Working with the set of real numbers (was: Finding size of Variable)

Albert van der Horst albert at spenarnc.xs4all.nl
Mon Mar 3 21:45:58 EST 2014


In article <mailman.6735.1392194885.18130.python-list at python.org>,
Chris Angelico  <rosuav at gmail.com> wrote:
>On Wed, Feb 12, 2014 at 7:17 PM, Ben Finney <ben+python at benfinney.id.au> wrote:
>> Chris Angelico <rosuav at gmail.com> writes:
>>
>>> I have yet to find any computer that works with the set of real
>>> numbers in any way. Never mind optimization, they simply cannot work
>>> with real numbers.
>>
>> Not *any* computer? Not in *any* way? The Python built-in ‘float’ type
>> “works with the set of real numbers”, in a way.
>
>No, the Python built-in float type works with a subset of real numbers:

To be more precise: a subset of the rational numbers, those with a denominator
that is a power of two.
>
>>>> float("pi")
>Traceback (most recent call last):
>  File "<pyshell#1>", line 1, in <module>
>    float("pi")
>ValueError: could not convert string to float: 'pi'
>>>> float("Ï€")
>Traceback (most recent call last):
>  File "<pyshell#2>", line 1, in <module>
>    float("Ï€")
>ValueError: could not convert string to float: 'Ï€'
>
>Same goes for fractions.Fraction and [c]decimal.Decimal. All of them
>are restricted to some subset of rational numbers, not all reals.
>
>> The <URL:http://docs.python.org/2/library/numbers.html#numbers.Real> ABC
>> defines behaviours for types implementing the set of real numbers.
>>
>> What specific behaviour would, for you, qualify as “works with the set
>> of real numbers in any way”?
>
>Being able to represent surds, pi, e, etc, for a start. It'd
>theoretically be possible with an algebraic notation (eg by carrying
>through some representation like "2*pi" rather than 6.28....), but
>otherwise, irrationals can't be represented with finite storage and a
>digit-based system.

An interesting possibility is working with rules that generate the
continued fraction sequence of a real number. Say yield() gives the
next coefficient (or the next hex digit).
It was generally believed that summing two numbers in their cf representation
was totally impractical because it required conversion to a rational number.
OTOH if we consider a cf as an ongoing progress, the situation is much better.
Summing would be a process that yields coefficients of the sum, and you could
just stop when you've  enough precision. Fascinating stuff.

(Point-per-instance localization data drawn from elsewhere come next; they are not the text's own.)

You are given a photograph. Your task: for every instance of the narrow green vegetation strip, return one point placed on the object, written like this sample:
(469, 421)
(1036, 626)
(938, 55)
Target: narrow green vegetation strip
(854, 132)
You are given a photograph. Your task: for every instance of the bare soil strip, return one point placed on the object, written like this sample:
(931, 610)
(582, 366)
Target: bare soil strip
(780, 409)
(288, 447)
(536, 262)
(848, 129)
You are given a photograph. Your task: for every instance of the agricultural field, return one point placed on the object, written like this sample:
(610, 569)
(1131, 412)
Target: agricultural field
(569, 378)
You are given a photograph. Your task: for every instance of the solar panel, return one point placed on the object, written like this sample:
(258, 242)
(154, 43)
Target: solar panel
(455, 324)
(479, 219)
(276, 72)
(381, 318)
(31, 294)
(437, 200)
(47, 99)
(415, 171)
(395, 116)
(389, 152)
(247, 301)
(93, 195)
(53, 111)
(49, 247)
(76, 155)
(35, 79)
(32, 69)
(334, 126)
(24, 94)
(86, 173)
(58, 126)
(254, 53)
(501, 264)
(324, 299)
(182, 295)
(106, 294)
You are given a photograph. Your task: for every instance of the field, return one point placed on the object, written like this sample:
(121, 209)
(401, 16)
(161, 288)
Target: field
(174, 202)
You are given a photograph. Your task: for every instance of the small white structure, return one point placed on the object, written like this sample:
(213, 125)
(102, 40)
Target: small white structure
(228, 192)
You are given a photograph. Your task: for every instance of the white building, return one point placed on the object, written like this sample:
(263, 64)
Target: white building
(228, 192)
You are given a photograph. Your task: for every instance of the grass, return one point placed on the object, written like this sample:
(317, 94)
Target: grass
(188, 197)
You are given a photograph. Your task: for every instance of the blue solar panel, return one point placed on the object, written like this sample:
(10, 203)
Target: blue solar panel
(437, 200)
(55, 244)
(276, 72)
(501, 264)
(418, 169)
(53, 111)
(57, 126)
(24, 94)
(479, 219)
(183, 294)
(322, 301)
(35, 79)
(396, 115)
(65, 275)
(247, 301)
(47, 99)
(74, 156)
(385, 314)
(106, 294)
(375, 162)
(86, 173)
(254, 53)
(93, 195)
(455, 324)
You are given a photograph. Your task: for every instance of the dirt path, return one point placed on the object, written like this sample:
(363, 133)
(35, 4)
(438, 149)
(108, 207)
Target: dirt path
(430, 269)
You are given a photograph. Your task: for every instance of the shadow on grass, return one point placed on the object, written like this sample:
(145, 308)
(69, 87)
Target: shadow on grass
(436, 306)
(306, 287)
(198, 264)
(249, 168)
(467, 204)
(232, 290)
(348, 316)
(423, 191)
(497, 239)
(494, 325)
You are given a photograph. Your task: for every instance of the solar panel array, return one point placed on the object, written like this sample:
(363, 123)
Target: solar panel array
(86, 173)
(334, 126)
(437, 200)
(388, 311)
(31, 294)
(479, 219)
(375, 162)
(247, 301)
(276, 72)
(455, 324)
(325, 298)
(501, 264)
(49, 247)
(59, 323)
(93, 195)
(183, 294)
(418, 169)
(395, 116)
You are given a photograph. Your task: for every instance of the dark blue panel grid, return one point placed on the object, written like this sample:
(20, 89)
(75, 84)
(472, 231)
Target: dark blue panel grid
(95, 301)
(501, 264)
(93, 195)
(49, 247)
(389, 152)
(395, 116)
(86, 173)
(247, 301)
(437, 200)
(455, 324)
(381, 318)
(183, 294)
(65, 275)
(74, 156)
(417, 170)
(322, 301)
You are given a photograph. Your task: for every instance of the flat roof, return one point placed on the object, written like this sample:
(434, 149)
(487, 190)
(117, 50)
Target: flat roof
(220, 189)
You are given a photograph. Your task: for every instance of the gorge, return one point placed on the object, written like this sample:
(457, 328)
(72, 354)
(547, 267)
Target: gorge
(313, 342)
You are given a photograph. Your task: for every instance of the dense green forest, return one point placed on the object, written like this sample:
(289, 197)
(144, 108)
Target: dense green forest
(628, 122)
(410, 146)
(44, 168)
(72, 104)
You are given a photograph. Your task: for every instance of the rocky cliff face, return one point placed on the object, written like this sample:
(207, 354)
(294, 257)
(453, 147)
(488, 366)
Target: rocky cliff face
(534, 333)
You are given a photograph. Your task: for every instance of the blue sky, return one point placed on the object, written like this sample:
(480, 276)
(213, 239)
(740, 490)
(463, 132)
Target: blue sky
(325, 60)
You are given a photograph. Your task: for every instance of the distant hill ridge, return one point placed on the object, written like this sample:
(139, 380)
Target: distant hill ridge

It is described in a self contained, type writer style document gosper.txt
that is found on the web in several places e.g.

http://home.strw.leidenuniv.nl/~gurkan/gosper.pdf
I have a gosper.txt, don't know from where.

It really is a cookbook, one could built a python implementation from
there, without being overly math savvy. I'd love to hear if
some one does it.

( in principle a coefficient of a cf can overflow machine precision,
that has never been observed in the wild. A considerable percentage
of the coefficients for a random number are ones or otherwise small.
The golden ratio has all ones.)
>
>ChrisA

Groetjes Albert
-- 
Albert van der Horst, UTRECHT,THE NETHERLANDS
Economic growth -- being exponential -- ultimately falters.